This was a qualitative survey using infection control related questionnaires to assess the compliant rates of various dental laboratories in Durban, South Africa. Convenient random sampling was used. The study population were the owners of dental laboratories in Durban area. The study sample included 15 owners of dental laboratories registered with the South African Dental Technicians’ Council. They out to have understood the objectives of the study and the dental laboratories out to have been in operation for at least a year. The questionnaires were designed such that the participants (dental laboratory owner(s) could answer them independently. There were also provisions for additional information and or suggestions related to infection control. A detailed explanation of the background to the study was made along with emphasis on the anonymity of the questionnaire. The returned questionnaires were reviewed for completeness.

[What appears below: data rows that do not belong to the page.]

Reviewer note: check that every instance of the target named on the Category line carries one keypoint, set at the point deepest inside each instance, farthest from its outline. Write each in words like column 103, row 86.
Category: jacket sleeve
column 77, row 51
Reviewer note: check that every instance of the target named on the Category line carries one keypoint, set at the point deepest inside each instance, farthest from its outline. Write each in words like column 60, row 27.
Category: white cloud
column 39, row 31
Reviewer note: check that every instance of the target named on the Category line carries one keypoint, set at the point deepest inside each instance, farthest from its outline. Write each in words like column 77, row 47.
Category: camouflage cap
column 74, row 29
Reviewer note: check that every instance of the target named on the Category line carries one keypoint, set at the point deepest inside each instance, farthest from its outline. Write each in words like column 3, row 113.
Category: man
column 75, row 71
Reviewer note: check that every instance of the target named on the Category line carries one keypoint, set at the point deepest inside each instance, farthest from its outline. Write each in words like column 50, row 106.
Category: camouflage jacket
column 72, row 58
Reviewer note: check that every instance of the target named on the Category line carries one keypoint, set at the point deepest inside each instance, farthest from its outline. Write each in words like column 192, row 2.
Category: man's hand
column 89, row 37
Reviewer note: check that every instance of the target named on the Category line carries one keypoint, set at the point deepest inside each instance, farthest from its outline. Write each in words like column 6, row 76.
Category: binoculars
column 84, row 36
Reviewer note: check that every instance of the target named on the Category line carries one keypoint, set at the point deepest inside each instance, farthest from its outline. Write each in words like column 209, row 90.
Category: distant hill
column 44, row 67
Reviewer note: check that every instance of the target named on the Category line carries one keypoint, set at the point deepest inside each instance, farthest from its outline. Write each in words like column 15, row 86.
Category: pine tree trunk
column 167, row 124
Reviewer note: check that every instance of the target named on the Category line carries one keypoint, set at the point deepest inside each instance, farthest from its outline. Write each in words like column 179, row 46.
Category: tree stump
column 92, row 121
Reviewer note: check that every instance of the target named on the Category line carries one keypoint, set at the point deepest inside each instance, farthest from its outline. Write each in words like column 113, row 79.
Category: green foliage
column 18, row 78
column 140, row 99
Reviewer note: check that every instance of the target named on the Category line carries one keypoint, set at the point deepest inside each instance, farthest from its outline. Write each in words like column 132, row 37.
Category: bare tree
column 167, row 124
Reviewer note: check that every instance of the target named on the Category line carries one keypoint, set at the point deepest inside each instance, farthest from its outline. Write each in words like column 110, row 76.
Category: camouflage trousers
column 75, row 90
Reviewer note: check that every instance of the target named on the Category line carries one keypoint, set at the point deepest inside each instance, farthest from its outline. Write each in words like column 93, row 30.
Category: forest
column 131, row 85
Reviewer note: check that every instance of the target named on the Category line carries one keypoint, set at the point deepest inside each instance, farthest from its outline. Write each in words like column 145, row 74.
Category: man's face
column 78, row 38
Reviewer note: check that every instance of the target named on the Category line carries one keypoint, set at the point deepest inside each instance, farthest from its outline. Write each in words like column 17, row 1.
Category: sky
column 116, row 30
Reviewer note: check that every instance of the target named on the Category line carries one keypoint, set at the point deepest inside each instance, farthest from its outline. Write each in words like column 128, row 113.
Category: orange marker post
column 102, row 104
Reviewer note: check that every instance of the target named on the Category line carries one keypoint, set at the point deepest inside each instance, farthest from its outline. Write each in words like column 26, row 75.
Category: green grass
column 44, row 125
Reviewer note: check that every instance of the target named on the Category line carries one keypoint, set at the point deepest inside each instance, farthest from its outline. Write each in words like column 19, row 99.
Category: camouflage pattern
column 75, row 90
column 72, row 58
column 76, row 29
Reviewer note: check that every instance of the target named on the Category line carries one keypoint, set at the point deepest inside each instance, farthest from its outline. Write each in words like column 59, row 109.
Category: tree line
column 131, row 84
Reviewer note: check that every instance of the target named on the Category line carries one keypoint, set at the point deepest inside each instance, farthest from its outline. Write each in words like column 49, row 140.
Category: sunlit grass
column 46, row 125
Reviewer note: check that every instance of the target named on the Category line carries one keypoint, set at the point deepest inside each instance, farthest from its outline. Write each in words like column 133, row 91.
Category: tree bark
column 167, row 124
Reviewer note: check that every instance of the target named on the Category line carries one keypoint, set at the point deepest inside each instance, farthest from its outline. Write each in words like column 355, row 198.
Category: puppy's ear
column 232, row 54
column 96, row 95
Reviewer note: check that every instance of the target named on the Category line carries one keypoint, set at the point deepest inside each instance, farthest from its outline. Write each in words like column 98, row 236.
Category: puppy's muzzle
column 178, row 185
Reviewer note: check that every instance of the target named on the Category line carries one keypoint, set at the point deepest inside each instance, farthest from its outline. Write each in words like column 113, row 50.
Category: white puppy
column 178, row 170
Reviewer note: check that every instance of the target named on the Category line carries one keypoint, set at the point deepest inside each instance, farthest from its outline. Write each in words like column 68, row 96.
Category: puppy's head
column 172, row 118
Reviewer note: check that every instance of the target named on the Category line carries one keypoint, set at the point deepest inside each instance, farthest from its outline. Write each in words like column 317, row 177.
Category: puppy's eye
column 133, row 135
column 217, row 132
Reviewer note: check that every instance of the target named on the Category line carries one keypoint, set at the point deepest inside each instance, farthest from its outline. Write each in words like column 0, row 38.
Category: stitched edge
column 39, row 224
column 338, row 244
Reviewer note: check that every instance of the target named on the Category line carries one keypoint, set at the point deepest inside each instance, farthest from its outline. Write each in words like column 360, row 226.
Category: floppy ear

Statistical analysis was conducted using the SPSS program (SPSS 16.0 for windows, SPSS Inc., Chicago, USA). All statistical analyses were carried out at a signiϐicance level of 0.05. The collected data were analysed by descriptive statistics and presented in frequency tables. Results were compared by means of cross-tabulation and statistical association tests.

RESULTS

The results were obtained from all the 15 participants (dental laboratory owners) and were interpreted using the various descriptive formats. Sixty Percent (60%) of the laboratories had been in existence for more than 10 years. More than a quarter (26.67%) had been in operation for less than 5 years. Laboratories that had been in existence between 6 to 10 years comprised 13.33% of the sample (Figure 1).

Figure 1: Bar graph showing the durations of existence of the various dental laboratories.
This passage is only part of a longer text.